In the petition filed by Jose Dulcet for permission to marry Francisca, her first of three marriages, she is shown to be the daughter of Jose Rosy and Francisca Sans.(1)  Likewise, in the original record from the St. Augustine diocesan archive of that marriage, she is again shown to be the daughter of Jose Rosy and Francisca Sans. (2)  Again, on the original church record of her second marriage, to Francisco Sanchez, her parents are listed as Jose Rosy and Francisca Sans (wait for it; we're getting there).(3)

Okay, so there is all this evidence that Francisca's parents were as we have hashed out here.  However, when it came time for her to enter her third marriage, she having buried two husbands (life was riskier in those days), her father's name is suddenly Cayetano.(4)  On her death record, as well, the same name is recorded as Francisca's father.(5)  Both of these are original records.

So I dug further, in a translation I have of the church records of the San Pedro parish in New Smyrna, the plantation of Andrew Turnbull, where numbers of Minorcans, Italians, Greeks, and a few other nationalities were in conscripted labor growing and processing indigo.  I found a Cayetano Rosy, born 1 November 1773, baptized 2 November 1773, son of (are you ready?) Jose Rosy and Francisca Sans.(6)  I also found Francisca Rosy, born 31 January 1780, baptized 6 February 1780, daughter of (yes, you're right) Jose Rosy and Francisca Sans.(7)  There is another Cayetano Rosy there, too, but he was older, and married to someone else, not to Francisca Sans.  At least I was relieved to find that Francisca's brother had not married their mother!

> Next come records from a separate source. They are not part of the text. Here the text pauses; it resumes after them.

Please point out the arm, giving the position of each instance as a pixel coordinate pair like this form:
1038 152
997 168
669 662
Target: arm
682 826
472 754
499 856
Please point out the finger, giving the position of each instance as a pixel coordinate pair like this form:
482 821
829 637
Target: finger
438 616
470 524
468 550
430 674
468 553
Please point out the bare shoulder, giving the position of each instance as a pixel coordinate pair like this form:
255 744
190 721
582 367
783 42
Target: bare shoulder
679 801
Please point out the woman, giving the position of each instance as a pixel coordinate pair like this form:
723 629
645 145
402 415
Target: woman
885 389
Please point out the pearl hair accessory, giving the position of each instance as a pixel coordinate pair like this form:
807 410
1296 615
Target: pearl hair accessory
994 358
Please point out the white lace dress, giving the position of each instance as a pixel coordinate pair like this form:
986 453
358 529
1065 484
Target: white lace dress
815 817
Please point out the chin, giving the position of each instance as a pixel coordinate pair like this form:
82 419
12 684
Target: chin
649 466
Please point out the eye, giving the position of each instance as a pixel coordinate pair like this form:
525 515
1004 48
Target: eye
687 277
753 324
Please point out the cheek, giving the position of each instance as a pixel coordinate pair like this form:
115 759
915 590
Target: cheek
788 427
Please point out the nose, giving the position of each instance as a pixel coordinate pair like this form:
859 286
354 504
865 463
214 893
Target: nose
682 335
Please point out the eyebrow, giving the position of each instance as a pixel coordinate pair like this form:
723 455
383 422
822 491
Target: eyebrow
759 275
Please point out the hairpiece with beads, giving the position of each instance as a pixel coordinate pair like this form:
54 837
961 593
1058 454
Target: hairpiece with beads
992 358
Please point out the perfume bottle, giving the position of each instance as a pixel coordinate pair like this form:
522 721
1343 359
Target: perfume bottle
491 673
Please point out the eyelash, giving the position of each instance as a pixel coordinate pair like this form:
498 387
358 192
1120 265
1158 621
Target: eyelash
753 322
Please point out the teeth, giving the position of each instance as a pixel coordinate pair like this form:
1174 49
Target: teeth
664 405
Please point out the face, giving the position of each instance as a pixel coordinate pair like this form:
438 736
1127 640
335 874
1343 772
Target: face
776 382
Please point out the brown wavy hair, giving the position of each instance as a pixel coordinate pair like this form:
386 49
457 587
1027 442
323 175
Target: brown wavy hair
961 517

Heed the warning: even an original record can be dead wrong!


1.  Petition of Jose Dulcet for permission to marry Francisca Rosy, Matrimonial licenses, Reel 132, Bundle 298R9, No. 89, East Florida Papers.

2.  Marriage of Jose Dulcet and Francisca Rosy, Ecclesiastical Records of the St. Augustine Diocese, White Marriages, Book 1, 1784-1801, 131-132, entry 148, http://vanderbilt.edu /esss/spanishflorida/index.php.

3.  Marriage of Francisco Sanchez and Francisca Rosy, Ecclesiastical Records of the St. Augustine Diocese, White Marriages, Book 1, 1784-1801, 23 [no entry numbers],  http://vanderbilt.edu /esss /spanishflorida/index.php.

 4.  Marriage of Jose Manuel de Cala and Francisca Rosy, Ecclesiastical Records of the St. Augustine Diocese, White Marriages, Book 2, 1802-1832, 99, entry 108, http://vanderbilt.edu /esss /spanishflorida/index.php.

5.  Death and burial of Francisca Rosy, Ecclesiastical Records of the St. Augustine Diocese, Deaths, Book 2, 1809-1882, 17-18, entry 34, http://vanderbilt.edu /esss/spanishflorida/index.php.

6.  Leonard J. McCown, compiler, Father Pedro Camps' Golden Book of the Minorcans (Irving, TX: self-published, 2003), 16.

7. Leonard J. McCown, compiler, Father Pedro Camps' Golden Book of the Minorcans (Irving, TX: self-published, 2003), 39.